Sie werden zum letzten Mal an der Kilbi Reussbühl zugegen sein. Was dürfen Besucherinnen und Besucher erwarten?
Es ist schwierig, an so einem Ort noch eine ‹Chilbi› zu organisieren. Hier kommt uns die Stadt mit dem Platzgeld sehr entgegen. Ein Schausteller bringt das grösste verfügbare doppelstöckige Karussell mit. Stark in Reussbühl ist vor allem, wie sehr sich die Pfadi engagiert. Ich war gegen die fünfzig Mal an der Reussbühler ‹Chilbi›. Heuer bin ich noch für den Lunapark zuständig, danach wird Markus Nogara (Pfadi) übernehmen.

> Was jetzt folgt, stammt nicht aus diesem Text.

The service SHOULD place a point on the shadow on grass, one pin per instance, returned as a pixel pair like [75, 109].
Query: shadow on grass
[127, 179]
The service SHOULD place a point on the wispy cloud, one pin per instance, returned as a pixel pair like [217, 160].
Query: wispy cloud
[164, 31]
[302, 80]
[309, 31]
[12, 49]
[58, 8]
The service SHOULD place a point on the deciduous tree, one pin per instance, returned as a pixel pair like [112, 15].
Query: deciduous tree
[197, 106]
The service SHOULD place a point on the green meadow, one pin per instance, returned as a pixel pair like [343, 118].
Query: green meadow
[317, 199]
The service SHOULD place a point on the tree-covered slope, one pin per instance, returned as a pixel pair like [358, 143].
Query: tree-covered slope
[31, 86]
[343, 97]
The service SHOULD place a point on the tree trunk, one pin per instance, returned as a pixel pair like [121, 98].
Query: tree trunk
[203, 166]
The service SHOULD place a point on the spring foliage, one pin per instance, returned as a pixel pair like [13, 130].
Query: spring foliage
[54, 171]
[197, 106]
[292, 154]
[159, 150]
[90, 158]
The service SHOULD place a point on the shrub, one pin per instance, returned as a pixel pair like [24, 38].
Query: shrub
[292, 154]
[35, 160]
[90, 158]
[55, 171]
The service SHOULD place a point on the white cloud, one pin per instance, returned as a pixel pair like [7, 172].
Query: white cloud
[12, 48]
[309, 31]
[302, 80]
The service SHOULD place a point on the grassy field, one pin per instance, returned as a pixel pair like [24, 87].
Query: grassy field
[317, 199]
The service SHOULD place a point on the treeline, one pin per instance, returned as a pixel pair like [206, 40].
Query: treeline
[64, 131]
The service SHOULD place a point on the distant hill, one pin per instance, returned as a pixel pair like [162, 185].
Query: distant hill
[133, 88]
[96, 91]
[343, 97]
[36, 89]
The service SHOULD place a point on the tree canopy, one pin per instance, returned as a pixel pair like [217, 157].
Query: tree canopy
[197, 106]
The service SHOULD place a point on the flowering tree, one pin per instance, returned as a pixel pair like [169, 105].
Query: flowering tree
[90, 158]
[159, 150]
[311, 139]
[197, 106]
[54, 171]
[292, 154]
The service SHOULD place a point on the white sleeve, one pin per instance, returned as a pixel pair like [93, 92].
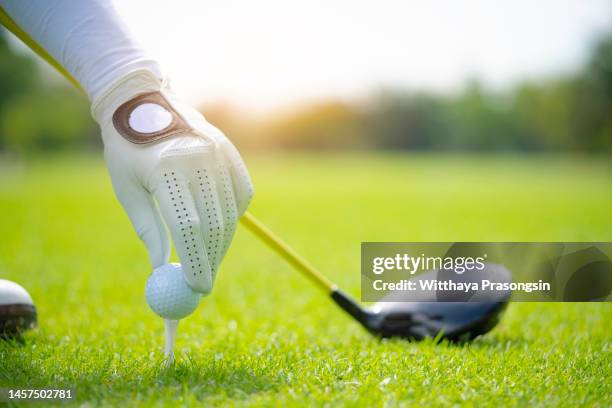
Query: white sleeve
[87, 37]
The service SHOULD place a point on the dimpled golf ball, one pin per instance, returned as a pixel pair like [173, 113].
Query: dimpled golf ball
[169, 295]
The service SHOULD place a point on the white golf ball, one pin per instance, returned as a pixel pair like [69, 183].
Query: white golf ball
[169, 295]
[17, 311]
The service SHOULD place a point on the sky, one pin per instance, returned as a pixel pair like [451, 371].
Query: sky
[271, 53]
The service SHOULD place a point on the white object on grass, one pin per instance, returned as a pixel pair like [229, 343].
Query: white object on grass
[171, 326]
[13, 294]
[168, 293]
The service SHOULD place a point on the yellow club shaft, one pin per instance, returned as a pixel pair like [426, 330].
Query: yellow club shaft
[260, 230]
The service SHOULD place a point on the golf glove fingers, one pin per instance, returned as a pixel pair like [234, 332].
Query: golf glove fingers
[172, 171]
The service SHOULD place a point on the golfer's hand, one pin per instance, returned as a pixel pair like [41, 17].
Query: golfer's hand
[171, 168]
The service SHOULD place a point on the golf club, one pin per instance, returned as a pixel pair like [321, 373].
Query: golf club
[393, 316]
[396, 316]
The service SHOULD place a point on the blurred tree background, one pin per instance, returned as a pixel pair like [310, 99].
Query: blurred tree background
[565, 113]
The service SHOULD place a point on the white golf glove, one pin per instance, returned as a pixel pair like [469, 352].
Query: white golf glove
[171, 168]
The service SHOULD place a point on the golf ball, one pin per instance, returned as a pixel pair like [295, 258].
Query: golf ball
[169, 295]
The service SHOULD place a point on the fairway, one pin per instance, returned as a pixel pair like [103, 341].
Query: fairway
[266, 336]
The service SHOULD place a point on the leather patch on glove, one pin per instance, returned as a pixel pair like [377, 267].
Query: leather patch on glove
[147, 118]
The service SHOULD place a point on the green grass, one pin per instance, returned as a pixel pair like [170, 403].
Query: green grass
[266, 336]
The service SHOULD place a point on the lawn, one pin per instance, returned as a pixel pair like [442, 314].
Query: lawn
[266, 336]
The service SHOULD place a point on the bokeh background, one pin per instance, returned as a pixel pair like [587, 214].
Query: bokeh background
[513, 76]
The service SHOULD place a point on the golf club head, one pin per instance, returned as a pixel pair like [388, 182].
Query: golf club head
[423, 314]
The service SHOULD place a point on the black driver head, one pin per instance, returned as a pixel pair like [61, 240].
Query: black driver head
[434, 313]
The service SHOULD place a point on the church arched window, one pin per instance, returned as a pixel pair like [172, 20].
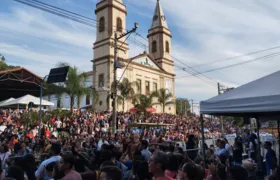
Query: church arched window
[101, 24]
[119, 24]
[154, 46]
[167, 47]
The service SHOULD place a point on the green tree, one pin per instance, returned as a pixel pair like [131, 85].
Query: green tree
[182, 106]
[75, 85]
[126, 91]
[142, 102]
[95, 97]
[3, 66]
[164, 98]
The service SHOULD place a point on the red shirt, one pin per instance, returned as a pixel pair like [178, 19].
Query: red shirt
[164, 178]
[48, 133]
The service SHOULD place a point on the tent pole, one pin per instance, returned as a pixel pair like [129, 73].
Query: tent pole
[259, 165]
[278, 131]
[203, 139]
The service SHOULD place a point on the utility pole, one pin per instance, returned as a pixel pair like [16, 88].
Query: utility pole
[192, 105]
[116, 38]
[186, 111]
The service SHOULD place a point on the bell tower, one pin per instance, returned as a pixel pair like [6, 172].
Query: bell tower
[111, 17]
[159, 37]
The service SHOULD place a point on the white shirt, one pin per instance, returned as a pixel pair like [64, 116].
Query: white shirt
[44, 164]
[58, 124]
[228, 148]
[4, 157]
[100, 143]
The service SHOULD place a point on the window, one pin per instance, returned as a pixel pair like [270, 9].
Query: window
[139, 85]
[101, 24]
[167, 47]
[119, 24]
[154, 46]
[147, 87]
[58, 103]
[87, 99]
[101, 80]
[154, 86]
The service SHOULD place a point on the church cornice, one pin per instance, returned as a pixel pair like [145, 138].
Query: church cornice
[159, 32]
[110, 6]
[166, 59]
[159, 27]
[152, 59]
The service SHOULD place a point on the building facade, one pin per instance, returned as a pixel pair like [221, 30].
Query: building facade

Wie viele Personen beschäftigen Sie im Moment?
Momentan gar niemand mehr. Während der 16 Tage an der Luzerner Herbstmesse sind es nur noch Bernadette Triner vom Ufschötti-Kiosk, meine Frau Brigitte und meine Schwester Hermine. Früher hatte ich den Autoscooter und den Fliegenden Teppich in Bern sowie das Karussell im Tessin selbst gestellt, ging morgens um 2 Uhr die Friteusen-Öle im Ufschötti-Kiosk wechseln. Danach fuhr ich wieder vor Ort an die ‹Chilbi›. In dieser strengen Zeit beschäftigte ich acht Personen. Es waren immer die gleichen treuen Seelen, die gekommen sind. Ich hatte 16 Jahre lang die gleichen Leute von der gleichen ‹Familie›. Wenn jemand gegangen ist, wurde wieder jemand aus den eigenen Reihen organisiert.
Der Määs-Standort beim Inseli sorgt immer wieder für Diskussionen. Wie ist Ihr Standpunkt?
Ich bin der Meinung, dass die Määs zu gross geworden ist und dass sie verkleinert werden kann. Wir bleiben lieber auf dem Inseli und auf dem Europaplatz und geben dafür den Bahnhofplatz auf. Ich habe zusammen mit der IG LHMM einen Plan gezeichnet, den wir eingegeben haben und ich glaube, er hat gute Chancen, durchzukommen. Darauf haben wir den Platz etwas mehr begrünt, auf drei Fahrgeschäfte verzichtet und dafür eine neue Budenreihe eingezeichnet. So würde die Määs noch vom Riesenrad auf dem Europaplatz bis zum Inseli reichen.